Frustration with the sometimes sluggish legislative process isn’t unique to voters — a point that two former legislators hammered home in a lecture Tuesday night.

Former Congressmen Tom Davis (R–Va.) and Martin Frost (D–Texas) spoke at the Gerald R. Ford Presidential Library about legislative gridlock and how bipartisanship can remedy it, an issue they address in a new book they co-authored with journalist Richard Cohen.

Davis and Frost have a combined 40 years of congressional experience, and both served two terms as the chair of their respective party’s House campaign committees.

“(Because we’ve both had these roles), we tend to see things structurally the same way,” Frost said.

According to a 2008 interview with The New York Times, Davis decided not to run for re-election because he was dissatisfied with the partisan nature of Congress. At the time, he said party divides were increasingly making the process of lawmaking dysfunctional, especially as a new wave of social conservatives were becoming a dominant contingency in the GOP.
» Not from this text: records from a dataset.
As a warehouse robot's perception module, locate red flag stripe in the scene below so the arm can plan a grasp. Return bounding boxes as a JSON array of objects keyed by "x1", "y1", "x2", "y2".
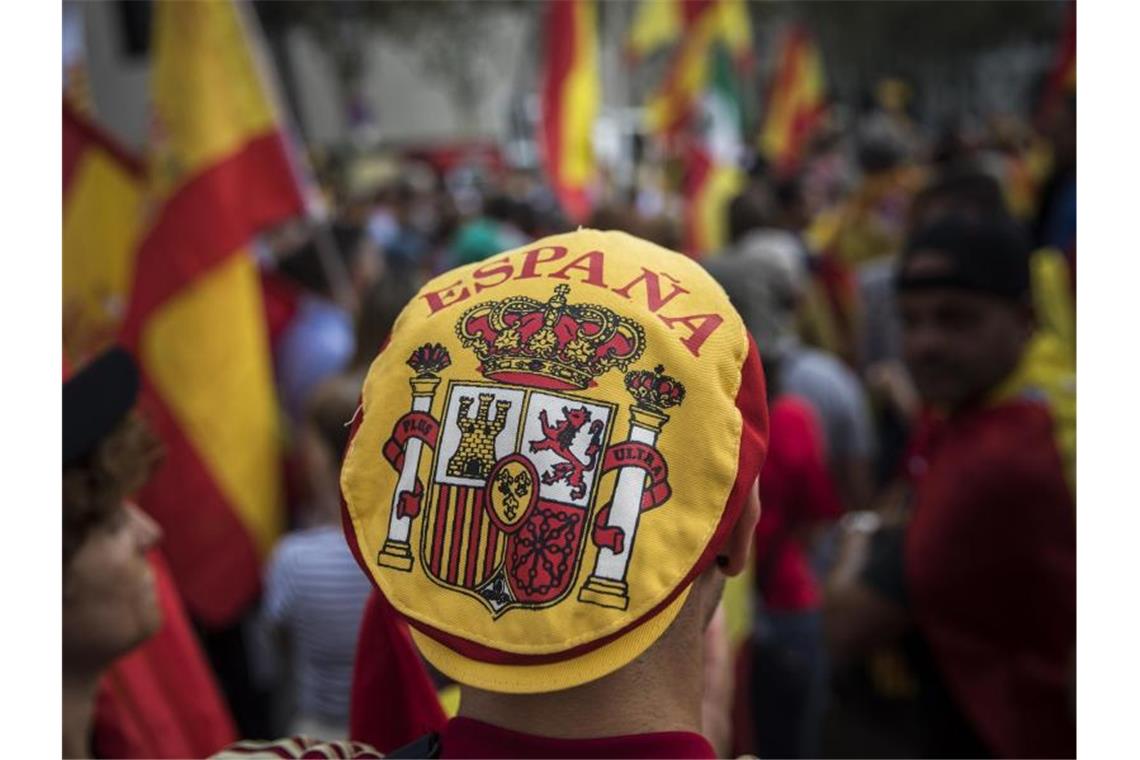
[
  {"x1": 542, "y1": 0, "x2": 580, "y2": 219},
  {"x1": 447, "y1": 487, "x2": 471, "y2": 583},
  {"x1": 483, "y1": 523, "x2": 498, "y2": 580},
  {"x1": 464, "y1": 489, "x2": 483, "y2": 588},
  {"x1": 431, "y1": 485, "x2": 451, "y2": 578},
  {"x1": 63, "y1": 100, "x2": 144, "y2": 198},
  {"x1": 123, "y1": 131, "x2": 303, "y2": 345},
  {"x1": 139, "y1": 369, "x2": 261, "y2": 626}
]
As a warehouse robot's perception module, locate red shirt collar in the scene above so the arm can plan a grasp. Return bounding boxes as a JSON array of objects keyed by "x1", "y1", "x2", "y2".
[{"x1": 441, "y1": 718, "x2": 716, "y2": 758}]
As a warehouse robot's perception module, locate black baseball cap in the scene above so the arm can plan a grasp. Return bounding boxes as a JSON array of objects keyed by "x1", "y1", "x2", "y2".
[
  {"x1": 64, "y1": 346, "x2": 139, "y2": 467},
  {"x1": 895, "y1": 215, "x2": 1031, "y2": 301}
]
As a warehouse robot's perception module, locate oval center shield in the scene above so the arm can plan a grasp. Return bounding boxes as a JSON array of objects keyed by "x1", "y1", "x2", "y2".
[{"x1": 487, "y1": 453, "x2": 538, "y2": 533}]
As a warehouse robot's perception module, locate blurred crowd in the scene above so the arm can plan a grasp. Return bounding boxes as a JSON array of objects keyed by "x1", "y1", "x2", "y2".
[
  {"x1": 65, "y1": 60, "x2": 1076, "y2": 757},
  {"x1": 251, "y1": 83, "x2": 1076, "y2": 757}
]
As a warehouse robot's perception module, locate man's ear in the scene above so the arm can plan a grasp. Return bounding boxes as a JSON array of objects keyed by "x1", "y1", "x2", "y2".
[{"x1": 717, "y1": 477, "x2": 760, "y2": 577}]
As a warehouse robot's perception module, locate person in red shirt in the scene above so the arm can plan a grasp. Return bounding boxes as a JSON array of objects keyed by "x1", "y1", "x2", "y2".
[
  {"x1": 751, "y1": 396, "x2": 842, "y2": 758},
  {"x1": 827, "y1": 216, "x2": 1076, "y2": 757},
  {"x1": 62, "y1": 348, "x2": 235, "y2": 758}
]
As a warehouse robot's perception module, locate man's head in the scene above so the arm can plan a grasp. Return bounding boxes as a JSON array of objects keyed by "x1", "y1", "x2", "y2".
[
  {"x1": 341, "y1": 230, "x2": 767, "y2": 694},
  {"x1": 705, "y1": 229, "x2": 808, "y2": 364},
  {"x1": 896, "y1": 216, "x2": 1033, "y2": 411},
  {"x1": 63, "y1": 350, "x2": 161, "y2": 671}
]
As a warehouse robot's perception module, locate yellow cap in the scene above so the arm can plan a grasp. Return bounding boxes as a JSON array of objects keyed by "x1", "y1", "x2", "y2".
[{"x1": 341, "y1": 230, "x2": 767, "y2": 693}]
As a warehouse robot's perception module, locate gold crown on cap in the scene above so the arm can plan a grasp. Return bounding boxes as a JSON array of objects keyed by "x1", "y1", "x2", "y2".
[{"x1": 455, "y1": 285, "x2": 645, "y2": 390}]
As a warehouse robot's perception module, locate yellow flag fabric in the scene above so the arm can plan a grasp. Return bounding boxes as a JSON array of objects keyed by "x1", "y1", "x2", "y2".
[
  {"x1": 63, "y1": 100, "x2": 144, "y2": 366},
  {"x1": 124, "y1": 0, "x2": 303, "y2": 624}
]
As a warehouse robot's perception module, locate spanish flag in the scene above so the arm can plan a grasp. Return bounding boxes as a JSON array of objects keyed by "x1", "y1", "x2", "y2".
[
  {"x1": 539, "y1": 0, "x2": 602, "y2": 222},
  {"x1": 760, "y1": 26, "x2": 825, "y2": 176},
  {"x1": 626, "y1": 0, "x2": 716, "y2": 63},
  {"x1": 682, "y1": 44, "x2": 744, "y2": 259},
  {"x1": 647, "y1": 0, "x2": 752, "y2": 138},
  {"x1": 63, "y1": 104, "x2": 145, "y2": 367},
  {"x1": 123, "y1": 0, "x2": 303, "y2": 626}
]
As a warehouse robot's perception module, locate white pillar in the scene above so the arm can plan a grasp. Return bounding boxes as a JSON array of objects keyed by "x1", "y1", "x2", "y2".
[{"x1": 376, "y1": 377, "x2": 439, "y2": 570}]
“I’m a partisan Republican and Martin is a partisan Democrat,” Davis said. “But we were dealmakers, we know how to work with the other side, we felt when the election was over, it was time for everyone to act like grown ups again and try to get things done.”

In their book, Davis and Frost elaborate on the growing political polarization they observed while in office. During Tuesday night’s talk, Davis noted that congressional redistricting, media business models that focus on elevating partisan viewpoints and the increasing amount of influence monied interests wield in politics have all contributed to the demise of the moderate politician.

“The Republican Conference has never been as conservative as it is now, and the Democratic Conference never as left as it is now,” Davis said.

Both congressmen noted that gerrymandering — a practice by which state legislatures manipulate electoral districts to favor one political party (likely the one most represented in the legislature) over another — and the consequent creation of politically homogeneous districts, has severely restricted split-ticket elections and encouraged people to vote based on party rather than specific candidates with whom they share values.

“If Picasso were alive today, he would not have to go through his ‘blue period’ for artistic fulfillment. He could be a drawer of congressional districts, get the same level of artistic fulfillment and probably a lot more money,” Davis said.

Frost added that, as a result of gerrymandering, voters are incentivized to elect more extreme candidates instead of moderate candidates.

“Divided government is kind of the new normal,” Frost said. “Since 1980, 80 percent of the time we’ve had divided government. One party has controlled the presidency and the other party has controlled at least one house of Congress.”

Davis and Frost added that much of the polarization and resulting policy deadlock that exists in Congress today is due to the increasing importance of primary elections on the makeup of government.

“Very few people lose in a primary, but they wake up every morning in mortal fear that some well-funded, crazy extreme candidate in their own party is going to run against them in the primary, so they alter their voting patterns and they are less likely to cooperate with the other side,” Frost said.

The duo suggested that a law requiring states to appoint non-partisan district commissions would mitigate the current polarization in Congress.

“That would help, and you wouldn’t have these crazy-looking districts,” Frost said. “You’d have more competitive districts and the two parties would have to talk to each other — and that’s what’s missing right now.”

Due to contribution limits to national political parties, Frost said partisan-fueled interests have assumed a greater role in funding candidates, granting extreme factions enormous influence over politicians and particularly presidential candidates. He said super PACs and other well-funded groups and politicians often coordinate to manage campaigns.

Frost said either the Federal Election Commission or Congress should pass laws that address this issue of coordination, making it clear that it could be bad for the state of politics since there are no effective limits on the activities of these outside groups. They also advocate for more specific and comprehensive campaign finance and contribution reports.

“We have to do something about this amount of money in politics today because it has totally distorted the system, and again when you combine that with (gerrymandering), then there’s an incentive for people to never cooperate with the other side because they’re afraid some some far-right or far-left group will come in (support a more extreme candidate),” Frost said.

Davis and Frost also called for efforts to increase voter turnout. They emphasized this point in the case of primary elections, in which turnout has been historically low. As an example, according to Michigan’s Department of State, only 19.7 percent of registered state voters participated in 2012’s presidential primary. Presidential election years typically see a higher voter turnout.

Ann Arbor resident Sven Hahr said he felt the former congressmen’s presentation was balanced and effective. In particular, he said he thought Davis and Frost’s theory on polarization was sensible.

“It’s always good to have people from both sides of the aisle. Otherwise you have no diversity of thought and one of the criticisms of collegiate America is not enough diversity of thought … so I thought what they presented was good,” he said.